What a conundrum was caused by this last Christmas – New Year, with the major celebratory days falling mid-week! A highly uncomfortable arrangement resulting in the utter destruction of two entire weeks of commerce and regularity and inducing one hell of a post-holiday hangover syndrome. A nearly unsurmountable struggle to remember what day it actually was let alone where one was supposed to appear and with what gift, dish or bottle. Not to mention the diligent who continued to attempt some semblance of normalcy by actually working the beginnings and endings of both weeks, as if there were four mini-weeks instead of two regular-sized weeks. Exhausting.
Really, it all began with Thanksgiving and Channukah smashed all up on each other, like some awkward Jewish-Puritanical dinner party. With ham off the menu, who had time to think about wishing anyone a “Happy Kwansaa” for crying out loud.
Generally, Thanksgiving holds a place of honor in the pantheon of holidays. A truly well-thought out reflection of our modern appetite for celebration, Thanksgiving reliably offers us a four-day weekend with the promise of family and feasting followed by two solid days of unbridled shopping. And then Sunday we rest. Just like God intended.
Surely, I am not the only red-blooded American who finds it unseemly that in this great land of more-than-plenty we are still bound to a holiday calendar prescribed by a long dead self-serving religious patriarch. How are we to stand up as a fully formed global power when we have yet to reconcile our schedules of celebration?

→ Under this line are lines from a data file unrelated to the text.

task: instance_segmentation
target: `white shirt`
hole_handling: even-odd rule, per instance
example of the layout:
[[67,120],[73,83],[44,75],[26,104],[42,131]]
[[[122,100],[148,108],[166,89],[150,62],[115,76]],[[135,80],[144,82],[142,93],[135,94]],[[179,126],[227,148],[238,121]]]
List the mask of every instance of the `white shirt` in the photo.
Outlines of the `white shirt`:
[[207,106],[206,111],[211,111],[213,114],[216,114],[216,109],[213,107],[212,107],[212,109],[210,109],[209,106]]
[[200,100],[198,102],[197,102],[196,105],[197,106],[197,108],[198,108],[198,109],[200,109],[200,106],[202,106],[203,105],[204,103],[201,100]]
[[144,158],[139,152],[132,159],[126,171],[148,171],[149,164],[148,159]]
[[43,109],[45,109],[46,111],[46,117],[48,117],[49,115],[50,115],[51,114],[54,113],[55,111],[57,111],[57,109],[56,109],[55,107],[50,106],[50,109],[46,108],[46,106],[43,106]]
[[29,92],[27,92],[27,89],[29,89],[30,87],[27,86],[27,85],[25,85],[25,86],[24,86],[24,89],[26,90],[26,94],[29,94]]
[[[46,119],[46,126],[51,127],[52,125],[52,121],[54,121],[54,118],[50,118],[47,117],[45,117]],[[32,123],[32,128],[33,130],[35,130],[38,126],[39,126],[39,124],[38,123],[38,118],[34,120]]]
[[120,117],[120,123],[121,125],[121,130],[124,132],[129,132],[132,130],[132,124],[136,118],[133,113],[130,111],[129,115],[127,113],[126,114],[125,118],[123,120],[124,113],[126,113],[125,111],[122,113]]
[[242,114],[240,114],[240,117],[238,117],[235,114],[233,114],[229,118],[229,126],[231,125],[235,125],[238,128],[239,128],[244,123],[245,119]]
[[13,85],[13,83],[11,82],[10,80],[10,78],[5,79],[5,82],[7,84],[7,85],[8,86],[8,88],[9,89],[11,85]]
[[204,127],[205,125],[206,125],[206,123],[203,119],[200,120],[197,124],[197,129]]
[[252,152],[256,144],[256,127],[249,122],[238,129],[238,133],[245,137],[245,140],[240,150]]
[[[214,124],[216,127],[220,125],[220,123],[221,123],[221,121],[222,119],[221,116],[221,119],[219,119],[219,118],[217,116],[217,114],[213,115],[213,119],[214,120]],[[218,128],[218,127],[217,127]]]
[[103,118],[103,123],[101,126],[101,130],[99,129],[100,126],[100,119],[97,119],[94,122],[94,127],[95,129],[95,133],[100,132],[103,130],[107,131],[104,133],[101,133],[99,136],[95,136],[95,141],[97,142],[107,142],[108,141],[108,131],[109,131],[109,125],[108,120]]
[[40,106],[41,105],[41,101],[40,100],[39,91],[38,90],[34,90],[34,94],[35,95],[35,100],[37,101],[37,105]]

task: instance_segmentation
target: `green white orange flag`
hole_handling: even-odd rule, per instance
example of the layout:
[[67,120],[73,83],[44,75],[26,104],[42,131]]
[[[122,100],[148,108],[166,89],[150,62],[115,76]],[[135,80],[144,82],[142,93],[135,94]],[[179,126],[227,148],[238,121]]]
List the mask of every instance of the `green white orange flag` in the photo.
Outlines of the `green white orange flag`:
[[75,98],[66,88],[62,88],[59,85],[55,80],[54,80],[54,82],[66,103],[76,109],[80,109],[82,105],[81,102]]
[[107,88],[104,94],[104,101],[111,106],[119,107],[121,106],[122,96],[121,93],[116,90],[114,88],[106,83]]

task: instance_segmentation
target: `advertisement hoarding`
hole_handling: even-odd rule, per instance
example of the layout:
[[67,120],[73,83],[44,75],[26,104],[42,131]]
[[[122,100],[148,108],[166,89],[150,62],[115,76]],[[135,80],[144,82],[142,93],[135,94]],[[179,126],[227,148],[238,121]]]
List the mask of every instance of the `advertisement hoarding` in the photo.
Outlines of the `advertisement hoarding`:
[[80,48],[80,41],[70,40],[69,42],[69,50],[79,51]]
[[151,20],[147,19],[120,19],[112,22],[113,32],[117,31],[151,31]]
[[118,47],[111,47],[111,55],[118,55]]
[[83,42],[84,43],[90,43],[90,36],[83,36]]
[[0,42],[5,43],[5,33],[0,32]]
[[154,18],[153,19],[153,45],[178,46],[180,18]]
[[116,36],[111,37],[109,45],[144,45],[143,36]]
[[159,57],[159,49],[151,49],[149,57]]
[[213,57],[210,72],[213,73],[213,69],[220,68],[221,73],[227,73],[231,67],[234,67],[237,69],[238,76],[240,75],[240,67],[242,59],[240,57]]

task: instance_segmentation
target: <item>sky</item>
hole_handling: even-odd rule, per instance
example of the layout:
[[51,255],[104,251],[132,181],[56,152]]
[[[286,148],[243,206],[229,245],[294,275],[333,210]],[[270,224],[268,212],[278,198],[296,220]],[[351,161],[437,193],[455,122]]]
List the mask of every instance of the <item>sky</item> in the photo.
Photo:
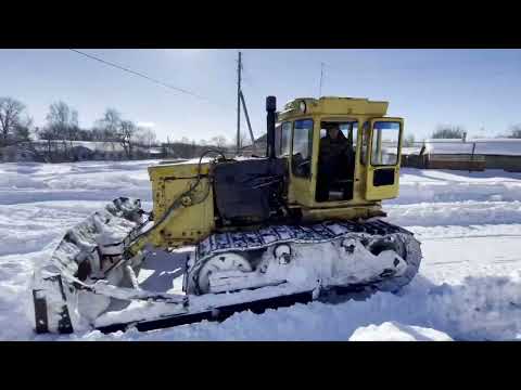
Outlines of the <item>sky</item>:
[[[66,49],[0,49],[0,96],[27,106],[43,126],[64,101],[89,128],[107,107],[152,128],[158,140],[232,140],[237,129],[237,56],[255,136],[266,131],[265,99],[278,107],[321,95],[389,101],[406,134],[428,138],[439,125],[469,138],[496,136],[521,123],[521,50],[78,49],[204,99],[181,93]],[[244,115],[241,127],[247,130]]]

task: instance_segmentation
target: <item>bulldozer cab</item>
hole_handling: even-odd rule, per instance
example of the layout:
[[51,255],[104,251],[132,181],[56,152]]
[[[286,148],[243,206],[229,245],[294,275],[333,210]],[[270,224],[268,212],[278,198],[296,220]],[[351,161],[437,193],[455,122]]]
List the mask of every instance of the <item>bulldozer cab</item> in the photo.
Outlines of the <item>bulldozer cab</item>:
[[398,195],[403,119],[386,102],[297,99],[278,113],[276,155],[289,165],[289,204],[339,208]]

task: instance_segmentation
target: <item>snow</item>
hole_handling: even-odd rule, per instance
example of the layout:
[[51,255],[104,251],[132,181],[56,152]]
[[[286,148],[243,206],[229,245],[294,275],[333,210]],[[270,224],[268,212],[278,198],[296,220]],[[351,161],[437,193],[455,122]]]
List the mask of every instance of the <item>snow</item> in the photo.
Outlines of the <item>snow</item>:
[[[152,164],[158,161],[0,164],[1,340],[521,340],[521,173],[407,168],[399,197],[384,209],[416,234],[424,259],[399,295],[243,312],[220,324],[149,333],[35,335],[35,268],[68,227],[113,198],[138,197],[150,209]],[[179,274],[175,263],[139,277],[178,290]]]
[[350,341],[454,341],[443,332],[421,326],[385,322],[382,325],[360,326]]

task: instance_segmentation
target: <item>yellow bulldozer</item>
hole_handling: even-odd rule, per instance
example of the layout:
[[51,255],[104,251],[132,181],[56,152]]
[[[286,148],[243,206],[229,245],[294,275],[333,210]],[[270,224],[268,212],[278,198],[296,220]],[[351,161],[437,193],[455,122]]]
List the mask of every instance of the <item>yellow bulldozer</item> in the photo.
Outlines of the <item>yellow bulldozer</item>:
[[[35,330],[149,330],[407,285],[420,243],[381,206],[398,195],[404,120],[367,99],[277,112],[268,96],[266,110],[265,156],[151,166],[151,211],[122,197],[71,229],[35,272]],[[142,283],[158,258],[177,287]]]

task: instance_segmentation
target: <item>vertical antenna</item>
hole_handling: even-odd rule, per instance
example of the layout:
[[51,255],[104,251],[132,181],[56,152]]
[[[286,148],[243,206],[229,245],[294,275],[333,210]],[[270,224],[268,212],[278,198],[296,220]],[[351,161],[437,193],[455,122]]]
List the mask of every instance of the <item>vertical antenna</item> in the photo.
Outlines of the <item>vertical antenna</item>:
[[237,155],[239,155],[239,151],[241,150],[241,52],[239,52],[239,62],[237,66]]
[[318,99],[322,95],[322,76],[323,76],[323,63],[320,63],[320,89],[318,90]]

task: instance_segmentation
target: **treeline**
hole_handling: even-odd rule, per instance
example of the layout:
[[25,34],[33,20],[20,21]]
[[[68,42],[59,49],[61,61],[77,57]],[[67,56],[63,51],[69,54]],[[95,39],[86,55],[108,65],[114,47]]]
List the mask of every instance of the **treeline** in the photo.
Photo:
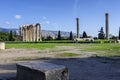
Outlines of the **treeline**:
[[13,33],[13,31],[0,32],[0,41],[18,41],[19,37],[17,34]]

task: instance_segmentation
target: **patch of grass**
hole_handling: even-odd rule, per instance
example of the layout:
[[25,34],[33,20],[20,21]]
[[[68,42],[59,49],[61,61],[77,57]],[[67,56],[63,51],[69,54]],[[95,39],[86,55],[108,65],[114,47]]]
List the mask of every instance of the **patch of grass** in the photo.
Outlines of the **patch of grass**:
[[77,57],[80,56],[80,54],[75,54],[75,53],[63,53],[63,54],[58,54],[56,55],[57,57]]

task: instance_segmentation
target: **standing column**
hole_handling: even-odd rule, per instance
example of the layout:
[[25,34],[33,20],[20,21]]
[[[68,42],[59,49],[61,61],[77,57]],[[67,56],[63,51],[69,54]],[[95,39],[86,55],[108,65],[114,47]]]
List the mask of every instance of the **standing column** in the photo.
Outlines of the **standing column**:
[[79,34],[80,34],[80,32],[79,32],[79,28],[80,28],[80,25],[79,25],[79,18],[76,18],[76,21],[77,21],[77,38],[80,38],[80,36],[79,36]]
[[25,26],[25,41],[28,41],[28,30],[27,30],[27,26]]
[[109,14],[105,14],[106,17],[106,39],[109,39]]
[[35,41],[35,26],[32,25],[32,35],[33,35],[33,41]]

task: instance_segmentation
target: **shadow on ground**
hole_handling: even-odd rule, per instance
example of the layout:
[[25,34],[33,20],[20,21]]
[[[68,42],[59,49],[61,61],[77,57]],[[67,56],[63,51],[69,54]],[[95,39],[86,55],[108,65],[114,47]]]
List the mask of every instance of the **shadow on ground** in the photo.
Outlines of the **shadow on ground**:
[[[33,60],[32,60],[33,61]],[[70,73],[70,80],[120,80],[120,59],[105,57],[97,58],[45,58],[34,61],[45,61],[58,65],[67,66]],[[9,67],[8,67],[9,66]],[[16,70],[15,64],[0,65],[0,70]],[[2,77],[1,75],[6,75]],[[0,80],[15,80],[8,78],[15,73],[0,74]]]

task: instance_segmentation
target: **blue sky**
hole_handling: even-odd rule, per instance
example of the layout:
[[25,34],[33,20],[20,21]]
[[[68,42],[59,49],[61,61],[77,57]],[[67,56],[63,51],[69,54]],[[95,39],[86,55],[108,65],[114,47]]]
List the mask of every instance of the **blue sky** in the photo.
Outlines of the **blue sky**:
[[109,13],[110,34],[118,35],[120,0],[0,0],[0,27],[41,23],[43,30],[73,31],[80,18],[80,34],[97,36],[105,30],[105,13]]

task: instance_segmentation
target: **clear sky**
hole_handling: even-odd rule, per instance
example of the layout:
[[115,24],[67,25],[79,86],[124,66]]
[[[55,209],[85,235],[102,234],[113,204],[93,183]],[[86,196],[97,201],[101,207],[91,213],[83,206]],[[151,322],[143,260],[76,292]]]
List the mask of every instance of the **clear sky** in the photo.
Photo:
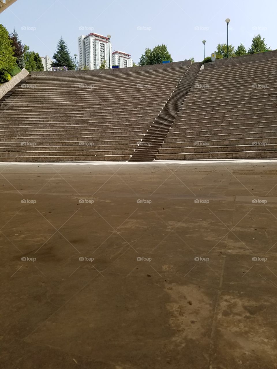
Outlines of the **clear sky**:
[[198,61],[203,40],[206,56],[226,42],[227,18],[229,44],[247,48],[259,33],[277,49],[277,0],[17,0],[0,14],[0,23],[9,32],[15,28],[41,56],[52,56],[61,36],[72,56],[78,54],[78,37],[92,32],[110,34],[112,50],[131,54],[136,62],[146,48],[162,43],[174,61]]

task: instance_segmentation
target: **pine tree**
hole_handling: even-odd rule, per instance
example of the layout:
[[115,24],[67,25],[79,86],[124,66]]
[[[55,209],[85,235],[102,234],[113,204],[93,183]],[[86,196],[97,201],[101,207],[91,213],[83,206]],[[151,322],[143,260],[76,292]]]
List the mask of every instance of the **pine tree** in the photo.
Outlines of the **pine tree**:
[[264,41],[264,37],[262,39],[261,35],[259,34],[257,36],[255,35],[253,37],[251,46],[248,49],[248,52],[249,54],[254,54],[255,52],[263,52],[270,48],[270,46],[269,48],[267,46]]
[[235,51],[235,53],[237,56],[239,56],[242,55],[246,55],[247,54],[246,49],[244,47],[244,46],[242,42],[241,44],[240,44],[237,46],[237,48]]
[[23,55],[25,45],[22,44],[21,40],[19,39],[18,34],[15,28],[14,28],[9,37],[11,41],[14,56],[16,58],[16,63],[20,69],[23,69],[24,67]]
[[6,29],[0,24],[0,81],[10,79],[10,75],[16,67],[16,59],[13,56],[11,40]]
[[69,70],[75,69],[75,63],[70,56],[68,48],[65,42],[61,37],[57,45],[56,52],[53,56],[53,67],[67,67]]

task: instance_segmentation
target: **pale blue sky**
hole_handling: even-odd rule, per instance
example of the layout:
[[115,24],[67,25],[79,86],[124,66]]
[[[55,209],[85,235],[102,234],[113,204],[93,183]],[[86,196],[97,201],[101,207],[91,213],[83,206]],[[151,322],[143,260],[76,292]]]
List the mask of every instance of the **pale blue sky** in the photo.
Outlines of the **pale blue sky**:
[[110,34],[112,49],[131,54],[136,62],[146,47],[162,43],[174,61],[191,56],[197,61],[203,59],[202,40],[206,56],[226,42],[226,18],[229,43],[242,42],[247,48],[260,33],[277,49],[276,14],[276,0],[17,0],[0,14],[0,23],[9,32],[15,27],[41,56],[53,55],[61,35],[72,56],[78,54],[78,37],[93,32]]

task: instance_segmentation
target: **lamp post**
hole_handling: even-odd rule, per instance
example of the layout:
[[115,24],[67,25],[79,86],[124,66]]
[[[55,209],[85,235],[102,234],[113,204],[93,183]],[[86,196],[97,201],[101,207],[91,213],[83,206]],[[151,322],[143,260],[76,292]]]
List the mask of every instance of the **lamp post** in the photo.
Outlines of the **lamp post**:
[[77,54],[74,54],[75,56],[75,70],[77,70]]
[[110,39],[112,37],[110,35],[107,35],[107,37],[109,39],[109,68],[110,68]]
[[202,41],[203,42],[203,44],[204,45],[204,59],[205,58],[205,44],[206,43],[206,40],[203,40]]
[[225,21],[227,24],[227,58],[229,57],[229,50],[228,49],[228,26],[229,25],[229,23],[230,23],[230,19],[229,18],[226,18]]

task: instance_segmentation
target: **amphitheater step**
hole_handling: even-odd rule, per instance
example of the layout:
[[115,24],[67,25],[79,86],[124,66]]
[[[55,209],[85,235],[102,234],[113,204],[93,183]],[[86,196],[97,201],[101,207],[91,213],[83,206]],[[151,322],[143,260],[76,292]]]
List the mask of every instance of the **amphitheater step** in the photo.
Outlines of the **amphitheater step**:
[[[192,64],[164,109],[145,134],[142,140],[142,144],[135,149],[132,155],[130,161],[155,160],[155,154],[157,154],[166,137],[201,65],[201,63]],[[146,143],[151,144],[144,144]],[[155,146],[153,144],[154,143]]]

Over the course of history, this great nation of ours has successfully secularized, sterilized and commercialized our celebratory obligations. And yet we continue to allow this affront to our consumerist sensibilities. My fellow Americans, it is high time some one stepped forward to reign in this calendrical circus. Who will rescue us from these antiquated habitual patterns and bring forth a system of holidays we can all be proud of?